Accès aux technologies

Un service Internet fiable, abordable et à haute vitesse est maintenant devenu essentiel pour les étudiantes et étudiants de niveau postsecondaire au Canada. L’Internet est non seulement indispensable pour les communications sociales et les transactions financières, mais il est également requis pour s’inscrire aux cours, consulter son plan de cours, soumettre ses travaux et accéder aux ressources de la bibliothèque. Cette technologie a grandement amélioré l’expérience des étudiantes et étudiants en leur permettant de suivre des cours en ligne et d’accéder à des ressources, mais ce caractère indispensable entraîne également des frais additionnels et a donné lieu à de nouveaux écarts pour les étudiantes et étudiants qui font déjà face à des obstacles systémiques. En outre, la pandémie a creusé ces écarts en obligeant des centaines de milliers d’étudiantes et d’étudiants postsecondaires à travailler à partir de leur chambre, peu importe l’endroit où ils résident et leur accès à des outils technologiques à la maison.

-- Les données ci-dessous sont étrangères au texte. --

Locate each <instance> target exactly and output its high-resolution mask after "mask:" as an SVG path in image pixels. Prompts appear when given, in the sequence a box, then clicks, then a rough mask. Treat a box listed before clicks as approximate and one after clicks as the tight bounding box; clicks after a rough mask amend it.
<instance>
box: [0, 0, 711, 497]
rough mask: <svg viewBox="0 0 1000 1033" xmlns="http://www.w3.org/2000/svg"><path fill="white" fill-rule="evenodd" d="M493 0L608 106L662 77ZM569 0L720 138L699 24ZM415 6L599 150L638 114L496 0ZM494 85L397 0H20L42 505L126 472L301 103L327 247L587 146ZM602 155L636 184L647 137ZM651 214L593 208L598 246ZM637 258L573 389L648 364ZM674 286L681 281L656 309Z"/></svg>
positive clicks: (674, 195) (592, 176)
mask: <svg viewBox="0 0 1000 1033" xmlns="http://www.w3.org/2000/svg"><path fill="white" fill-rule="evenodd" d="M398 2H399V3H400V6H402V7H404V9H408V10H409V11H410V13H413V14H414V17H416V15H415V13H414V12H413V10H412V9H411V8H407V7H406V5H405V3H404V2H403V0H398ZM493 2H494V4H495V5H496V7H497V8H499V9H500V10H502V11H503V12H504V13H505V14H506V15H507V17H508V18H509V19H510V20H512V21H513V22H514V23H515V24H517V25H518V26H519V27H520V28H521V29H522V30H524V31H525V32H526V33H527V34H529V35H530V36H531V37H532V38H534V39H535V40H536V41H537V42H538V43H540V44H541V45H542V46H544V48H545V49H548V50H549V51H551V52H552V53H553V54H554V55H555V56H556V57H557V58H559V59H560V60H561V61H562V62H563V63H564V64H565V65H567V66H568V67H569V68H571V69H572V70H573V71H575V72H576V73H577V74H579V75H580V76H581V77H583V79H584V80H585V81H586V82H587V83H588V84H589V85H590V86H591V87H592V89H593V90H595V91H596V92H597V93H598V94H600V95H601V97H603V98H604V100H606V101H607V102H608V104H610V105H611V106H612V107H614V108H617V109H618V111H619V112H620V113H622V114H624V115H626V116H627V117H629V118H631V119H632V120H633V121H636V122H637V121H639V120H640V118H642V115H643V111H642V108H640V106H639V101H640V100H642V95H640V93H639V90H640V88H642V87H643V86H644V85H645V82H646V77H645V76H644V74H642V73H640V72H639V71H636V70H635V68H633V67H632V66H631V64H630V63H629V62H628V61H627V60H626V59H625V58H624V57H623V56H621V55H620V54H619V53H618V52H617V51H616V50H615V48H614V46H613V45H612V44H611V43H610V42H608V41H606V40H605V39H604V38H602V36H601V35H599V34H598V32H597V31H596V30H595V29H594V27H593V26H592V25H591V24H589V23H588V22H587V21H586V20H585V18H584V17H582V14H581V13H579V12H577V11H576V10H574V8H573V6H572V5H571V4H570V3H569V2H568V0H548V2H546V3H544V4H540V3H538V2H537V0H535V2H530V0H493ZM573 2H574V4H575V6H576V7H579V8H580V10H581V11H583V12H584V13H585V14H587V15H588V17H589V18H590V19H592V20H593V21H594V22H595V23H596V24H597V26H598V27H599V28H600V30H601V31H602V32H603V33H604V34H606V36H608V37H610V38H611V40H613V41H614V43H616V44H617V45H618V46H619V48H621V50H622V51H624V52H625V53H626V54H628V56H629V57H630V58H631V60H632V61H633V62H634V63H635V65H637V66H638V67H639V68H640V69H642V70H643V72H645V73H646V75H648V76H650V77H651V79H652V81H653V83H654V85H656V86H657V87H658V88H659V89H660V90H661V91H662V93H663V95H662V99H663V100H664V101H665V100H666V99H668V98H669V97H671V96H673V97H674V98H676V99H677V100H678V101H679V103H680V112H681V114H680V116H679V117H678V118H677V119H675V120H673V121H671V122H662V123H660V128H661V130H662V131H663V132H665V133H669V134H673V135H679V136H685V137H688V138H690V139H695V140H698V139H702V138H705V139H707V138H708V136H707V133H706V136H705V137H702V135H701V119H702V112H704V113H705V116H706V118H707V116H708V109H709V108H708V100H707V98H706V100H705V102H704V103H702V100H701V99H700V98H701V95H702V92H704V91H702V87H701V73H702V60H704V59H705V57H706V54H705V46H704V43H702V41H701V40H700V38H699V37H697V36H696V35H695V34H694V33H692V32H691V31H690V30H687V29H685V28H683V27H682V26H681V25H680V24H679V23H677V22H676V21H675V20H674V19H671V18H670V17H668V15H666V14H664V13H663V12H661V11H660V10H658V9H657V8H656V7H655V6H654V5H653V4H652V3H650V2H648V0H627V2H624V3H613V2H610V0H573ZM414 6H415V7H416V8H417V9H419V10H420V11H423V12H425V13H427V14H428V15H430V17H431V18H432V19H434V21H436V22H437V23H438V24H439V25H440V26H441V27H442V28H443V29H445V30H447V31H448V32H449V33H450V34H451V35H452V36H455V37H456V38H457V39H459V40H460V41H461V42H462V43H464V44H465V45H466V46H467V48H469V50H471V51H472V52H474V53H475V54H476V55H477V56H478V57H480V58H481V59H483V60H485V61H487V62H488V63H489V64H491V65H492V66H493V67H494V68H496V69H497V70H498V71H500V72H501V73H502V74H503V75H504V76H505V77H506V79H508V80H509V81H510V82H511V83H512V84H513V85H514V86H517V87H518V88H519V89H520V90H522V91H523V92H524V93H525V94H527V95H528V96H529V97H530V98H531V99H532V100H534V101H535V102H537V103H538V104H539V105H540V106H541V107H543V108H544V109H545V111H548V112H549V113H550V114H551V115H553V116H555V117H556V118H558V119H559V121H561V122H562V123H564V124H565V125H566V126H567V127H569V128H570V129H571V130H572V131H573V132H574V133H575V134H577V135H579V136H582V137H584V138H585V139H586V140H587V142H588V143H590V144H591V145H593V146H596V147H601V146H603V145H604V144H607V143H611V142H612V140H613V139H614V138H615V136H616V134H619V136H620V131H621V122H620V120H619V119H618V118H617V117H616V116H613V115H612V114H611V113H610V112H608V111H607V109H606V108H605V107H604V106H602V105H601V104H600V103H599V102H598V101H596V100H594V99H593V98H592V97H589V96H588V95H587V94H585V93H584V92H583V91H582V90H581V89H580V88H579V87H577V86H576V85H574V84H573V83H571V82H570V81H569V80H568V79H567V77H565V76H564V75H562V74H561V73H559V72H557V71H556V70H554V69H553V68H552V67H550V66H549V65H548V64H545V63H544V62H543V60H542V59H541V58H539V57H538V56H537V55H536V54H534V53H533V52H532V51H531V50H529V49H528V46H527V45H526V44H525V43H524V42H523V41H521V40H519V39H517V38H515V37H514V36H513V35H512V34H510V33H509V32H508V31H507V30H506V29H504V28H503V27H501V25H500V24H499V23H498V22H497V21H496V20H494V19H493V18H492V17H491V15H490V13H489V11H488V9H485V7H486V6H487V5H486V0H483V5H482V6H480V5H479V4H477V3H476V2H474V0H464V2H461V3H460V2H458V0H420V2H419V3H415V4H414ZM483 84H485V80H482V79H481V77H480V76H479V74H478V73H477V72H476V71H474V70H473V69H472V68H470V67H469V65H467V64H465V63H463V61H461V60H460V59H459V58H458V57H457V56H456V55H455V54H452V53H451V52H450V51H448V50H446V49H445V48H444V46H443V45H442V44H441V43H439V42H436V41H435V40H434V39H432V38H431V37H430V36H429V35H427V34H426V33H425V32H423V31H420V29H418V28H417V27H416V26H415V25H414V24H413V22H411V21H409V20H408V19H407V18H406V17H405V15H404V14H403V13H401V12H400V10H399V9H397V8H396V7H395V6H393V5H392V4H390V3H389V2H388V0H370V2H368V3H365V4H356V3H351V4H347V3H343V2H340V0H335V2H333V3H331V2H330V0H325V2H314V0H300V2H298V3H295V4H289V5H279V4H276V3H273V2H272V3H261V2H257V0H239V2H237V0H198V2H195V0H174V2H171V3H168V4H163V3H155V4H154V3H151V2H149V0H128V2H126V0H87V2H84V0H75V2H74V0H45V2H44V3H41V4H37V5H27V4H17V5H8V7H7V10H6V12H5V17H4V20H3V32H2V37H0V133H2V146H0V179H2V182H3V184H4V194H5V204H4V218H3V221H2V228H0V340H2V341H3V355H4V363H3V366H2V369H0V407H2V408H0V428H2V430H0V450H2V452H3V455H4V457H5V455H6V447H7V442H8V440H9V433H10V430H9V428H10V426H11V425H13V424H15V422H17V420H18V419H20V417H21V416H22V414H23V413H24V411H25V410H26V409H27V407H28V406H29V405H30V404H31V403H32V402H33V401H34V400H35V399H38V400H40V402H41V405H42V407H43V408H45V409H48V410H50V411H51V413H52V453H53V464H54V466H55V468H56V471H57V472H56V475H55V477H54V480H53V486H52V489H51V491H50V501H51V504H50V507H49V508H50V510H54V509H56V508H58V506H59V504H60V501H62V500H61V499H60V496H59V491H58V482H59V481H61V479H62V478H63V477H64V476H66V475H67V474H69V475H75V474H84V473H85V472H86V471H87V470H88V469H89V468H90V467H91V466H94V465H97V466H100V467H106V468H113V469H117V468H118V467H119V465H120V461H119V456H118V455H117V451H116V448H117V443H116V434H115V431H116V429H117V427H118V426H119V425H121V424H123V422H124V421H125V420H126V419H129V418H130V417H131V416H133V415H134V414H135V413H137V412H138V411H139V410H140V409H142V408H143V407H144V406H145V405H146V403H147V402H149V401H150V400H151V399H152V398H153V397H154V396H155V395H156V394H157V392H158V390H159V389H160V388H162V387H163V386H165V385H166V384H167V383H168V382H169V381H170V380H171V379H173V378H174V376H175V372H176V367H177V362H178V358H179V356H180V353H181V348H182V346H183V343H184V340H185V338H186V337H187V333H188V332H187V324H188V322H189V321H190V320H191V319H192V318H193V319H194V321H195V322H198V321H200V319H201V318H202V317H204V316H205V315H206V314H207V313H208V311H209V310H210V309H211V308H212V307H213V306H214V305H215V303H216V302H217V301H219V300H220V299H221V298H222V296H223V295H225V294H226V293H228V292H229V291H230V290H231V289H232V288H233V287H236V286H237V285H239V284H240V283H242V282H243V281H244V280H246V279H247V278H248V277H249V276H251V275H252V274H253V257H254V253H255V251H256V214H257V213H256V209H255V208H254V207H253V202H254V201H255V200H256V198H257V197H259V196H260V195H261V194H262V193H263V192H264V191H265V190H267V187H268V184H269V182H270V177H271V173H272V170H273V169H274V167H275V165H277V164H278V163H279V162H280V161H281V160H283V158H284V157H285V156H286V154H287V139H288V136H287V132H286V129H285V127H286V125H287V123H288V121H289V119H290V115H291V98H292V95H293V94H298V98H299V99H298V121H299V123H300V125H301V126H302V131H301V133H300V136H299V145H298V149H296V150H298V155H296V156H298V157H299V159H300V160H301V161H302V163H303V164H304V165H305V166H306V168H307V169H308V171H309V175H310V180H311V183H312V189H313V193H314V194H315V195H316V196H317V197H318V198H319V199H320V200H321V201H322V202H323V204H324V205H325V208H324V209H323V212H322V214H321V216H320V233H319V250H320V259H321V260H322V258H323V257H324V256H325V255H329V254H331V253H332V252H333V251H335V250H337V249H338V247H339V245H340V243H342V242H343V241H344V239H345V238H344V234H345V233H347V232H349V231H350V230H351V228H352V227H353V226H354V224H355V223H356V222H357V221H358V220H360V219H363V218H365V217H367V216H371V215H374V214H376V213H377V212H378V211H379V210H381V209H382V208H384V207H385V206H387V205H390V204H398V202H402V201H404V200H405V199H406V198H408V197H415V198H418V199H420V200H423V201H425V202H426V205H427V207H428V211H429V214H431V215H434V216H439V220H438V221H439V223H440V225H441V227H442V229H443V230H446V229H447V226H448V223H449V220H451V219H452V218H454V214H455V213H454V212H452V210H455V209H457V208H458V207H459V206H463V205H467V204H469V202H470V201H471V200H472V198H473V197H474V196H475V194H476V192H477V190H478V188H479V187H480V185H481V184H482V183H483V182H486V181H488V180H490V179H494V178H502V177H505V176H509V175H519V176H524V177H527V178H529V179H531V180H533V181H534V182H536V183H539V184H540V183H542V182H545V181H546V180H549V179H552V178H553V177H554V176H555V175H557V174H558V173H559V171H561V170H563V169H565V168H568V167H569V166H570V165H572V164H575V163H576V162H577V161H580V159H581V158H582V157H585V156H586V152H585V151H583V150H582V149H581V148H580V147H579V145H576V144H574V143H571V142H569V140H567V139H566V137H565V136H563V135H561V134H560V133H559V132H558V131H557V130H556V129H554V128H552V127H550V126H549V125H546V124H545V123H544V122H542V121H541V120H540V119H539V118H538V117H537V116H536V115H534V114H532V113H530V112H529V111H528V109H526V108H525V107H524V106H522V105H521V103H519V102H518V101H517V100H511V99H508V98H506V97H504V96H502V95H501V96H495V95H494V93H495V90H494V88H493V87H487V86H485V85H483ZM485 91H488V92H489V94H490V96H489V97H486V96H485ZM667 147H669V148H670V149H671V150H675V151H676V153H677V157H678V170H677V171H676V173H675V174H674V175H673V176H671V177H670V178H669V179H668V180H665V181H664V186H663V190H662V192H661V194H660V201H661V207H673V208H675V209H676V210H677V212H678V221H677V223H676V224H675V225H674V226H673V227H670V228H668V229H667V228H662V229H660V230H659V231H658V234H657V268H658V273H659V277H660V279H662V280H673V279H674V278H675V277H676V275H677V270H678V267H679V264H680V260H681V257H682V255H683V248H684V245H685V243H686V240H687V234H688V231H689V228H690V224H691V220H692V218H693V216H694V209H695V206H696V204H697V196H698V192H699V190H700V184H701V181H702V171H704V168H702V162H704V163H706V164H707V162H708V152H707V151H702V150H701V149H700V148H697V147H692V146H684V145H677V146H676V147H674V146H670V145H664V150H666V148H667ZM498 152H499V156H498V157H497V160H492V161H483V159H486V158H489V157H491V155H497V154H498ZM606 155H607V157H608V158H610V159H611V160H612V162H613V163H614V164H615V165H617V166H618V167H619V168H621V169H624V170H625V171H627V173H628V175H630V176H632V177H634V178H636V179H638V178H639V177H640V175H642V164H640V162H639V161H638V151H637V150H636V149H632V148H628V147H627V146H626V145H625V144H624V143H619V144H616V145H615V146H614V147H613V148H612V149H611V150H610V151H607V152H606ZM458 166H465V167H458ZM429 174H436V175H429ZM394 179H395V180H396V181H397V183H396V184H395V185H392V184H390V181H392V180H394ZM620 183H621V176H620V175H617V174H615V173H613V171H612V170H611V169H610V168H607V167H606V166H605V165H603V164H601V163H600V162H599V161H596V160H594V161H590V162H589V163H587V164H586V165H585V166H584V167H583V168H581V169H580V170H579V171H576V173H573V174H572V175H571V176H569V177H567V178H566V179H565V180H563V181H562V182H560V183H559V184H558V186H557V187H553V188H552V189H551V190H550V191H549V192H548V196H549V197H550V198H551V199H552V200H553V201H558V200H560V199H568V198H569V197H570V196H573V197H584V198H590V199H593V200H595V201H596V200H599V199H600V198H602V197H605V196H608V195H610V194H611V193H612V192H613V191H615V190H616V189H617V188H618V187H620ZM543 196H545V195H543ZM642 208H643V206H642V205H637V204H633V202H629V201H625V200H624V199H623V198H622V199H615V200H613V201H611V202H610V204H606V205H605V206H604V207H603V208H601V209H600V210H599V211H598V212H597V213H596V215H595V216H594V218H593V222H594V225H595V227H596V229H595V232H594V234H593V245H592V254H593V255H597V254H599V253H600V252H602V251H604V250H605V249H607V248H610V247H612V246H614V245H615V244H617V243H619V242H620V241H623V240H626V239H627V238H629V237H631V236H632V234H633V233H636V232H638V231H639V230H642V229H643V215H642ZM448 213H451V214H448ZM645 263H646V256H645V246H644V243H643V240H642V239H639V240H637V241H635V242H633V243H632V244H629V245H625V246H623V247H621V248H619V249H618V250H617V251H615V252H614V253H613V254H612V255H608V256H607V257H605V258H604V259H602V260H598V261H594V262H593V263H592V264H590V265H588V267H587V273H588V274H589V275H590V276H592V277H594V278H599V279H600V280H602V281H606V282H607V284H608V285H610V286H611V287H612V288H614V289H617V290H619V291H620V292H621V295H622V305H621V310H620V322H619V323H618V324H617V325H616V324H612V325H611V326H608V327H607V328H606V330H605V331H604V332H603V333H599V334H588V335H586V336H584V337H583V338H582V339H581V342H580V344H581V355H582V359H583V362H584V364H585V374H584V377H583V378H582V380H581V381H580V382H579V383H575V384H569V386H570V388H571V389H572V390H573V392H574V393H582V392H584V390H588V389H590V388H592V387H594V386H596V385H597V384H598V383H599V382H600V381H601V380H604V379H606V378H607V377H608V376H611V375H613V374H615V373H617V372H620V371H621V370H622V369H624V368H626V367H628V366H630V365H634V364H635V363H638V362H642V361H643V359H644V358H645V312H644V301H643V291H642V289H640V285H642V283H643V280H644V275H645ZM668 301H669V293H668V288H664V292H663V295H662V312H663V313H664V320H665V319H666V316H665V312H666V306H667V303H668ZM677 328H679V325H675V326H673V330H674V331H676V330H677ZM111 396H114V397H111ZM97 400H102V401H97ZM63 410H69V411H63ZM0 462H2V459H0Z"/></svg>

Avant la pandémie, de nombreux étudiants sans outils technologiques devaient recourir aux installations sur le campus, comme l’Internet haute vitesse sans fil gratuit et des postes de travail. Cette situation en elle-même est regrettable, mais elle a été exacerbée par la pandémie de COVID-19 et l’obligation de suivre une formation à partir de la maison. Depuis mars 2020, de nombreux étudiants postsecondaires à faible revenu se retrouvent dans une situation intenable : large bande insuffisante et partage d’un seul ordinateur entre plusieurs utilisateurs. Cette situation ne peut pas durer et il faudra faire davantage pour combler l’écart technologique que subissent les étudiantes et étudiants de niveau postsecondaire à faible revenu qui ont besoin de ressources adéquates, surtout en situation de formation à domicile, imposée par la pandémie.

Au-delà de l’abordabilité, de nombreux étudiants qui travaillent de la maison au moyen d’un ordinateur adéquat ne sont toujours pas en mesure de suivre leurs cours en raison de leur mauvaise connexion Internet. Cet écart est particulièrement frappant pour de nombreux étudiants en région rurale, qui n’ont pas accès au service à large bande rapide qui existe dans les villes. Le Conseil de la radiodiffusion et des télécommunications canadiennes estime que seulement 68 % des résidents des régions rurales du Canada ont accès à un service Internet suffisamment rapide pour utiliser les applications de vidéoconférence nécessaires à l’apprentissage en ligne. Dans les villes, cette statistique atteint 100 %. Reconnaissant cet écart qui touche les étudiantes et étudiants des régions rurales, le gouvernement fédéral a promis d’accélérer ses investissements et de brancher 98 % des Canadiens à un réseau haute vitesse d’ici 2026. Cette cible est évidemment bien accueillie, mais elle doit absolument être atteinte et il faudra en faire davantage en attendant pour aider ceux et celles dont l’accès et les ressources sont limités.

Pour cette raison, l’ACAE recommande que le gouvernement du Canada prenne les mesures suivantes pour #ComblerLesÉcarts relativement à l’accès aux technologies et à l’Internet haute vitesse pour les étudiantes et étudiants de niveau postsecondaire:

  • Accélérer les investissements, en prenant des mesures immédiates pour améliorer l’accès à l’Internet haute vitesse, partout au Canada.
  • Engager des fonds additionnels pour offrir des technologies numériques appropriées aux étudiantes et étudiants postsecondaires à faible revenu qui en ont besoin.